Now just four years later, it appears that rather than urgently seeking similar orders under section 424 of the Fair Work Act, suspending the proposed industrial action on the threat posed to the safety of the people of Sydney, management and the NSW government opted to shut down the entire transport network.
If, as has been claimed loudly in the media, the proposed protected industrial action posed such a threat to the safety of commuters on the Sydney rail network that it necessitated shutting down the network entirely, why weren’t these claims put to the test before the commission on Sunday night in the urgent hearing listed at the request of Sydney trains?
The rules around protected industrial action under the Fair Work Act are complex. In essence, the provisions allow for a level of industrial “rough and tumble” in the form of protected industrial action. For employees this can span a range of conduct from refusing to wear work uniforms, overtime or other bans, right through to a total refusal to work (or a “strike” in the traditional sense). For management, this includes the right to respond to such action by employees through a lockout of their workers.

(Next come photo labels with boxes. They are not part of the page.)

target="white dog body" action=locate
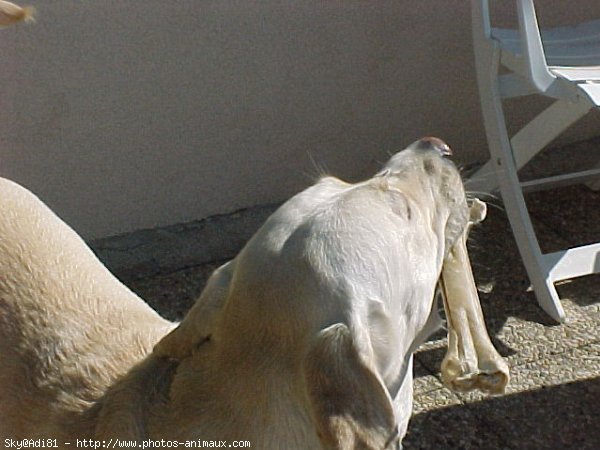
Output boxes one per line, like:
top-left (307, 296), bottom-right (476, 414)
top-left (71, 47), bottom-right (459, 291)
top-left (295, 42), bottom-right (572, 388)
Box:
top-left (0, 140), bottom-right (468, 450)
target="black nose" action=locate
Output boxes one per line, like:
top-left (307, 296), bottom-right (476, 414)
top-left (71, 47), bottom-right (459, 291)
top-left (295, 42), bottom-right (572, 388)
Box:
top-left (417, 136), bottom-right (452, 156)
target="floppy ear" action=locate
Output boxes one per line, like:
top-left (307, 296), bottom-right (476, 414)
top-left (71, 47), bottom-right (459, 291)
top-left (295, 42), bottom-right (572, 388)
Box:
top-left (154, 261), bottom-right (234, 360)
top-left (304, 324), bottom-right (400, 450)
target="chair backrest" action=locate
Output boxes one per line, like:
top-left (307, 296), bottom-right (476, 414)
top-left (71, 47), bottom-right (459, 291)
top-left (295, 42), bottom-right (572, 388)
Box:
top-left (517, 0), bottom-right (555, 92)
top-left (472, 0), bottom-right (555, 92)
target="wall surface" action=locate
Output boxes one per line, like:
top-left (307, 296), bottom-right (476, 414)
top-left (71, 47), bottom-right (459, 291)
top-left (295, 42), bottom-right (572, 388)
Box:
top-left (0, 0), bottom-right (600, 238)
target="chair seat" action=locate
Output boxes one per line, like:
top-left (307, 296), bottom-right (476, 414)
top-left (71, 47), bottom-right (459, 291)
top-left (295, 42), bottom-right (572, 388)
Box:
top-left (492, 20), bottom-right (600, 67)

All of this takes place in the context of bargaining for a collective agreement to govern working conditions and wages for up to four years (the timeframes between these two disputes are not a coincidence). The ability of workers to take the action is highly constrained – only after a current agreement has expired, only after a strike ballot has approved the action and notice requirements have been met, and always with the possibility that the action might otherwise be brought to an end through suspension or termination by the commission if it threatens to endanger welfare, health, safety or life.
Significantly, the union in this matter had learned well the lessons of 2018. The action proposed was carefully calibrated to avoid the kind of threat to welfare, health, safety or life that would require the commission to make an order suspending it.
The inability of management clearly to articulate this threat and to seek an order on Sunday suspending the action on this basis speaks volumes about the credibility of the claim itself, and casts a serious cloud over the necessity of managements’ decision to shut down the network.
But, now that management has withdrawn its work commission claim what happens next?
The union’s right to take protected industrial action is not suspended, and it insists the proposed action is safe for the rail network. If it is genuinely not safe as claimed, management should seek a suspension order under section 424, sending the parties back to the bargaining table without more action.
Otherwise, the union action will continue in accordance with the scheme of the act, and if management choose to shut down the network again, it should own the decision for what it genuinely is – a lockout in support of its bargaining claims – not an employee strike. To say otherwise is political spin.
Professor Shae McCrystal is the deputy head of school and deputy dean of the University of Sydney Law School. She is a professor of labour law.